A single ransomware email can steal weeks of learning and years of privacy. I dig into the hard truth behind rising cyberattacks on K‑12 schools: why districts are prime targets, how AI makes phishing smarter, and what happens when student records and critical systems are held hostage. From real breaches that forced closures to vendor incidents that exposed millions of records, I unpack the patterns every parent should know and the practical steps that actually reduce risk.

I talk candidly about the district catch‑22—highly sophisticated attackers versus limited budgets and staff—and the policy landscape that leaves schools to fend for themselves. You’ll hear how inconsistent state laws and a shrinking federal role compound the problem, why under-reporting persists, and what it really costs when systems go dark: lost instruction, emergency spending, and long-tail identity theft for students and staff. 

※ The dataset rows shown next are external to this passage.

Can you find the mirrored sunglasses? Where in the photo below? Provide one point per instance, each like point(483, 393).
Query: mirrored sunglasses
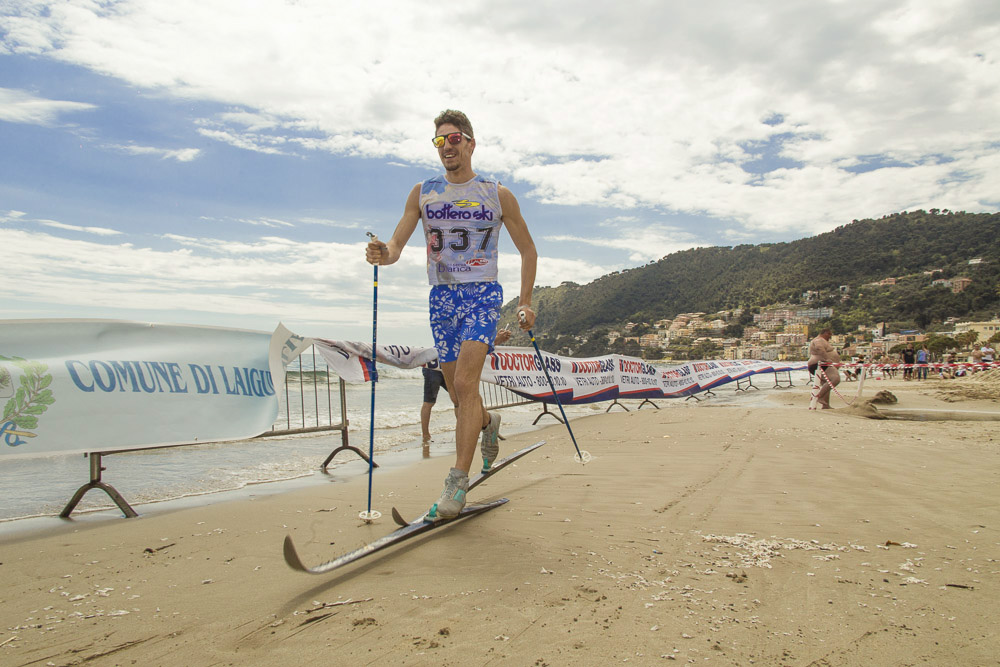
point(453, 139)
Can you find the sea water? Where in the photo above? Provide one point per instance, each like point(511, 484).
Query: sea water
point(39, 487)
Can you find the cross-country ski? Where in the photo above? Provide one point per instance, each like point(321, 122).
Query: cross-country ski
point(480, 477)
point(399, 535)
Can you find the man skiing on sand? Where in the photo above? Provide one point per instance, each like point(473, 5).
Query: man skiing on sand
point(461, 214)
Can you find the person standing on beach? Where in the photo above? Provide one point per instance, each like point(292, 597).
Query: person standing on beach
point(462, 213)
point(909, 356)
point(821, 354)
point(923, 356)
point(988, 352)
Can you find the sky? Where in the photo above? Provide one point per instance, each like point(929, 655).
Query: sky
point(218, 162)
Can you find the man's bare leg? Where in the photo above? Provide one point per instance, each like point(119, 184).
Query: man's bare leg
point(462, 377)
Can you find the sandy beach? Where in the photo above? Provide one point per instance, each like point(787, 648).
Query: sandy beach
point(700, 535)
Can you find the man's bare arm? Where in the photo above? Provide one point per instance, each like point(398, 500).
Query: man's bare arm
point(388, 253)
point(519, 234)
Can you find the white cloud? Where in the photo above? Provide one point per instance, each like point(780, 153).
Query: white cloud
point(18, 106)
point(181, 154)
point(99, 231)
point(652, 108)
point(641, 105)
point(326, 286)
point(643, 242)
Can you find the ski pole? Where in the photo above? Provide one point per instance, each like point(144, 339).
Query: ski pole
point(580, 457)
point(370, 515)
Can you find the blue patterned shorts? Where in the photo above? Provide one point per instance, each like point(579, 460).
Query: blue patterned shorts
point(461, 312)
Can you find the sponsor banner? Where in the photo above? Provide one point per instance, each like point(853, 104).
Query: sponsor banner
point(577, 380)
point(709, 374)
point(678, 382)
point(102, 385)
point(594, 379)
point(520, 370)
point(637, 378)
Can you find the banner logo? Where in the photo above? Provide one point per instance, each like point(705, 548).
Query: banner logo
point(28, 398)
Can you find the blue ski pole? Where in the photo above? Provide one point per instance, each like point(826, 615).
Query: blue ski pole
point(370, 515)
point(580, 457)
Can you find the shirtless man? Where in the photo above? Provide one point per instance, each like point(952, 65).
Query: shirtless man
point(822, 353)
point(462, 214)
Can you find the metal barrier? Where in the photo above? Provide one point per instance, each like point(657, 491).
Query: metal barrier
point(294, 376)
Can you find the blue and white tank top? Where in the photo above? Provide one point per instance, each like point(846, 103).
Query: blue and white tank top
point(462, 229)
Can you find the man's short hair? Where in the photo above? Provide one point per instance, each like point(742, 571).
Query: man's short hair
point(456, 118)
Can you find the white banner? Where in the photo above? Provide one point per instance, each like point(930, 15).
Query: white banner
point(101, 385)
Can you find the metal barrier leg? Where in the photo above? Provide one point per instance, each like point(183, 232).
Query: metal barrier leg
point(614, 403)
point(344, 439)
point(95, 483)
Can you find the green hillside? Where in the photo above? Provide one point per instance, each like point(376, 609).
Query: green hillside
point(903, 245)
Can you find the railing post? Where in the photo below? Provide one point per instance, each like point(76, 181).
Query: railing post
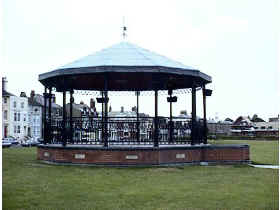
point(204, 115)
point(194, 131)
point(50, 132)
point(137, 114)
point(45, 117)
point(71, 115)
point(102, 116)
point(171, 127)
point(156, 141)
point(106, 113)
point(64, 140)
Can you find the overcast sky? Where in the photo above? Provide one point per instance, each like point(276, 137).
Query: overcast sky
point(235, 42)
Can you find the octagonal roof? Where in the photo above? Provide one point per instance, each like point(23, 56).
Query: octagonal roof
point(125, 54)
point(126, 64)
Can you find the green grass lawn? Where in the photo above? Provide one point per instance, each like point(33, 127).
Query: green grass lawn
point(29, 184)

Most importantly, I share four pointed questions you can bring to your principal or district leader to spark transparency and action. These questions turn concern into momentum and help protect both learning time and personal data. If you care about safer classrooms and resilient technology, this conversation gives you the language and leverage to push for change.

If this resonates, follow the show, share it with a friend, and leave a quick review to help other families find it. Your voice can shape smarter, stronger safeguards for every student.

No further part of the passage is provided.